Intern Diaries: What Not To Wear
This week, I have decided to dedicate my intern diaries post to the topic of clothing and the workplace. I must report that I have been quite surprised by some of the wardrobe choices that I’ve witnessed around the office, and I thought I’d share these thoughts with you. Oy, someone needs to call Stacy and Clinton STAT.
Bad Surprise Number 1: Cleavage Overkill
In my opinion, overly exposed cleavage is never cute – even if you have a rack that rivals Scarlett Johansson’s in perkiness and perfect round shape. In the office, however, I think that this is particularly inappropriate.
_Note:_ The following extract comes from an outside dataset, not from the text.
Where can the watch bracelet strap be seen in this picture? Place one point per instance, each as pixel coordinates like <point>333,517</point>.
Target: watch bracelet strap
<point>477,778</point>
Last week I attended an intern meeting and could barely focus on the speaker because the girl sitting across from me was practically spilling out of her V-neck tee. Put ‘em away, ladies! It’s not professional, and more likely than not you’ll be confronted by one of your coworkers for violating the office dress code (which always exist, even if you haven’t been handed something in writing).
Bad Surprise Number 2: Rainboots
It’s basically been raining for the past 10 days and I no one dreads soggy toes quite like I do. Rainboots are a practical (and cute – I’m loving my green Hunter Wellington’s) way to stay dry as you race to make your 9:30 meeting, but they are only meant for the outdoors! When you get to your desk, swap your booties for a comfortable pair of heels, flats, or boots. Rainwear worn inside ends up looking sloppy and strange, and they make those weird squeaky sounds when you walk down the hall that are just downright annoying.
Bad Surprise Number 3: Scrunchies
They still make these?
Bad Surprise Number 4: All black
Isn’t summer the time for bright colors and fun prints? Apparently not. You wouldn’t believe how many people I pass in the office wearing all-black ensembles a la Morticia Adams in the middle of winter. Lighten up, everyone! I’ll speak for myself when I say that I’ve fully embraced the white pant (which I admit that I wear all year round… forget those Memorial Day/Labor Day rules) and the floral dress and plan to wear them all summer long.
And one good surprise…
Good Surprise Number 1: Spandex worn right
I’ve always maintained that if you wear spandex, you must wear a shirt/dress/tunic that covers your butt (and ideally makes its way to mid thigh) unless you want some serious camel-toe or dimple-butt. Leggings aren’t substitutes for pants, and they shouldn’t be treated as such. But I’m ready to make an exception for those trendy stretchies that look like denim even though they’re regular old spandex (some styles even have zippers, pockets, or buttons) and pair perfectly with blouses and blazers. Member’s Only makes a really cute pair that are as dark (and concealing) as regular jeans so that you’re not walking around overexposed.